He was born in Van, where he received his education in the local American high school, and while still a youth he, with Verabadveli K. Bedrosian, founded the city-center boys’ school of Van. After serving there for four years, he was sent to the Anatolia College of Marsovan. From there he went to Germany where he received theological education in the Berlin Alliants Seminary. Returning to Van in 1912, he served to 1915 as vice principal of the city’s American co-educational school, and as pastor of the church of the same name.

After the tragic events of 1915, he went to the Caucasus as teacher in the school for the Armenian refugees in Baku, and at the same time served as preacher in the local Armenian Evangelical Church until 1917. For an additional year he served with the Near East Relief as director of the Home Relief division. In 1918, he was invited to become pastor of the Armenian Presbyterian Church of Tabriz.

Six months later, after the second great exodus from Vasburagan, and under the authority of the British army, he founded food stations along the Hamadan-Kirmanshah-Baghdad line to provide aid to his compatriots. At the end of the year, he was sent to Baghdad as representative of the Tehran National Council to the British government for the care of twenty thousand Armenian refugees there, in the Baquba desert, with the former Primate, Archbishop Mushegh Seropian. He founded and directed the Vasburagan and Araradian A.G.B.U. co-educational orphanages, later transferred to Jerusalem.

A year later, in 1918, on returning to Armenia, he served in the work of the Armenian Republic. He was then designated as regional director of the Near East Relief, in the overall relief in the Ghamarlu area. Later, he was designated as the representative of the London Lord Mayor’s Fund until the sovietization of Armenia. At the same time he was on the editorial staff of the daily paper “Tzayn Hayrenyats” published in Yerevan. In 1921 he returned to Tabriz, to his former pastoral position.

In 1923 Verabadveli Georgizian came to America and studied at the Princeton Theological Seminary. In 1925, he was invited as pastor of the two Armenian Presbyterian churches of Princeton and West New York. In 1928, he built the West New York church. He has served in churches in California, and at present he is pastor of the Salem Depot Presbyterian church. For twelve years he has been the secretary of the Armenian Evangelical Union of America. He has also supported the Vasburagan Society of America, as one of its founders, and many years as Chairman of the Central Committee. At present he is executive secretary. Thus, we see in him a diligent, effective, and dedicated life.

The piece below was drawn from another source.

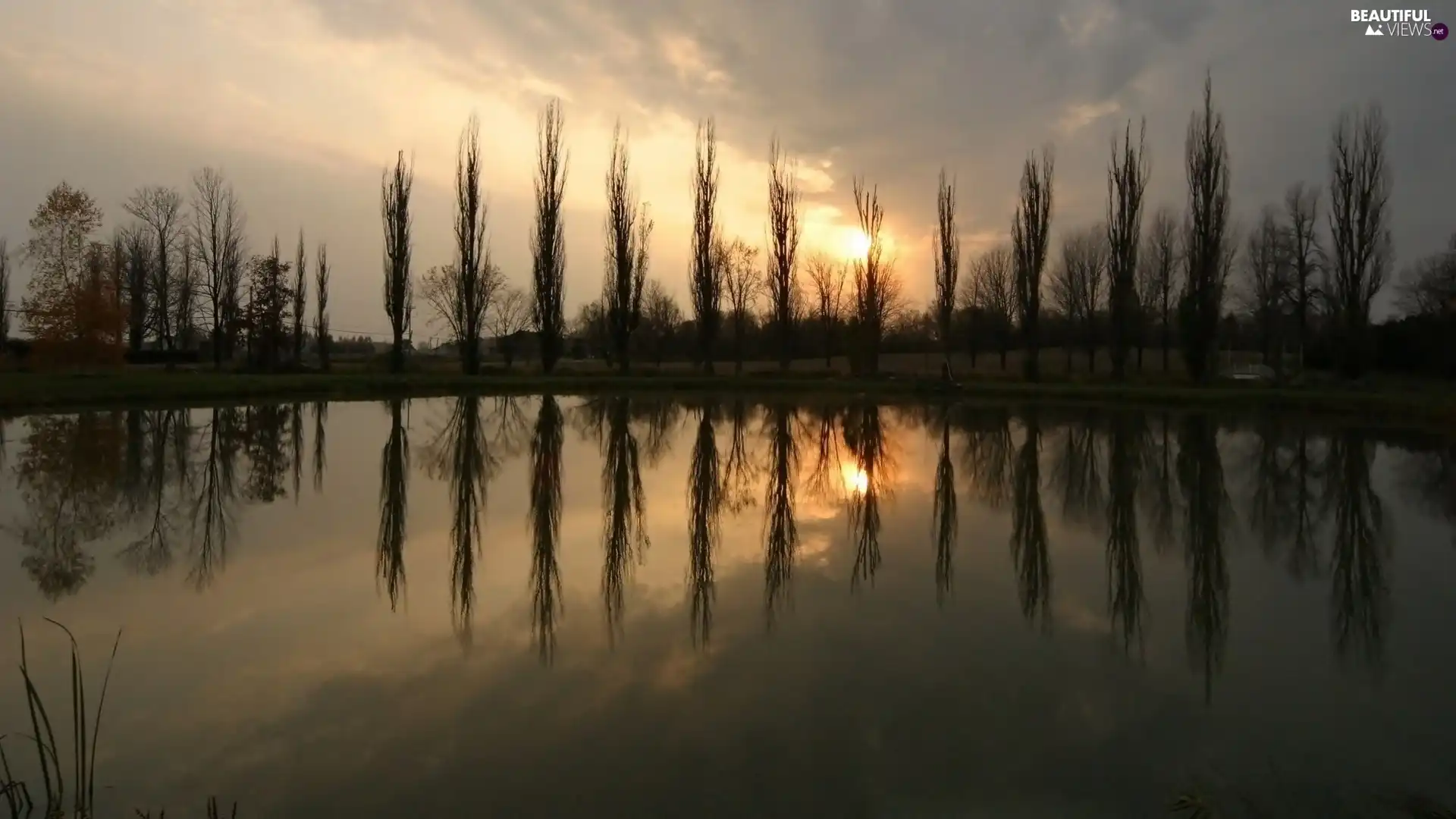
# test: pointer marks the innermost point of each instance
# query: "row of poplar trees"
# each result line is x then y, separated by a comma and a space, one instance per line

We have known Verabadveli Georgizian for the last 18 years, and we have seen him to be forthright, sociable, and patriotic, along with his religious faithfulness. And we can truthfully say that he is “a man of Israel in whom there is no evil.” He has worked for his people with dedication, and he has shown no discrimination among the well known persons of Van who serve in the Evangelical family. He has worked effectively with the clergy of the Apostolic faith, always warmly, and without prejudice of any kind. He has been cordial with followers of both faiths equally.

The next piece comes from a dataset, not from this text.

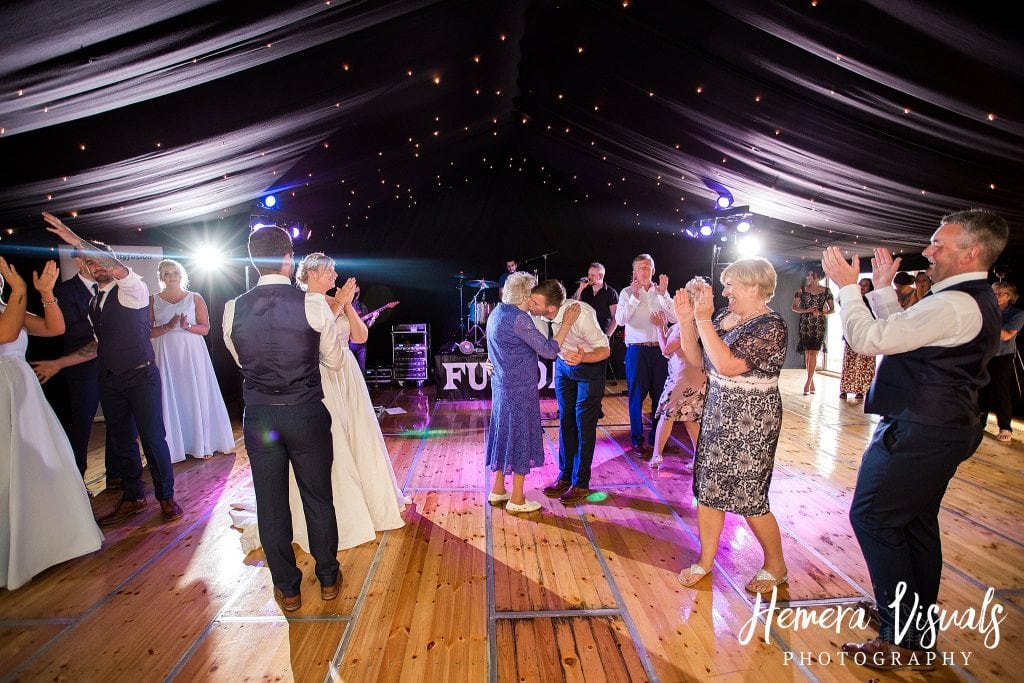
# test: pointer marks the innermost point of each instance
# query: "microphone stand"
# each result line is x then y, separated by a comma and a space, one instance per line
545, 257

We are confident that from now on too, he will serve the nation with a pure and patriotic spirit. Verabadveli A. Georgizian, while in California, had the misfortune of losing his first life-mate, Mrs. Nevart, a sensitive poet, whose biography we give below.


She was born on March 12, 1899, in the city of Van. She graduated from the local American High School. She married Verabadveli A. A. Georgizian in 1915, becoming Van’s first bride in its freedom. Joining the deportation caravan in 1917-18, she was of great service to the Armenian orphans of Baghdad-Baquba, and she was awarded the title of “Mother of Orphans” by the British military command. She came to America in 1927. Through self-study and great diligence she became a poet bringing great honor to the Vanetsi. Unfortunately, a sickness that invaded her prevented her from realizing her hopes. She parted from us in Fresno, in 1941.

According to Rev. E. Rushduni, Nevart’s weary and frail body still cradled a vigorous and ready will, with an alert mind always eager to study and write, thanks to which she developed a cultivated mind and a flowing pen.

Neither sickness nor the great distance to the fatherland was able to dampen Nevart’s patriotism. She remained always loving of her homeland and Van’s blue sea, Varak mountain, and the general environment of Van. She loved Armenian music, the hymns of the Church and folk songs. She saw in them the finest emotions of our ancestors. We have heard that Rev. Georgizian is preparing to publish her literary produce. We give here several examples. The sadly departed one seems to have foretold her passing in mid-life. She “sang” the following.
These bitter days will soon pass.

We shall no longer be ‘I’ and ‘thou.’

A dream, out of life, as a shadow

Has come, and I and thou will pass on.
When we meet, at the other side of the grave.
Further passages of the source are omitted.